From outside it seemed like a double residence, consisting of two step-gabled wings on either side of a wide door, wider than two front doors. Still, on the inside it was a single house. Three people lived in it: a boy, Johan, his father, and a very old woman, Sien. Because the house was so big, and these people generated very little noise, the place often seemed quite empty of life.

Johan’s mother had died quite a while ago, before he and his father moved to Cuilemburg. So there were no rooms in their present house that she had occupied, which lessened the unhappiness of Johan’s father. There were, though, many of her things, which for Johan were strange and of little value, but which for his father were very precious, irreplaceable treasures.

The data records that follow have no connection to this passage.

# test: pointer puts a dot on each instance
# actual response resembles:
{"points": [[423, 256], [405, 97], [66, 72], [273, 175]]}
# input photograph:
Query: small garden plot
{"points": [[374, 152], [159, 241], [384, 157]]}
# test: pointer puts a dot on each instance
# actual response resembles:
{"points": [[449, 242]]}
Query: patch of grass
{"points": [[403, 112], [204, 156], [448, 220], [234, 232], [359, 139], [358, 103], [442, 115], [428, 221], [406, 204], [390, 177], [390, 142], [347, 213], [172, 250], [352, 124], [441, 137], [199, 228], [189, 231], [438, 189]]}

Johan occupied two rooms at the back of the house, both of which had a view of and access to the dark old fully planted garden, which was as large and mysterious as a wood. But the darkness did not come as far as the house. Between it and the garden was a paved path and a meadow, in which in the good old days there had been a display of many multi-coloured flowers. In the evenings Johan sat working at his window; the standard lamp shone out with its delicate light, a golden hazy sun that refined and transformed the colour of the flowers, like those in a strange, fragile story. The lamplight could not penetrate the dark, closed, wood-like garden. The trees stood in ranks like a black rampart, behind which there loomed the other world. [ . . . ]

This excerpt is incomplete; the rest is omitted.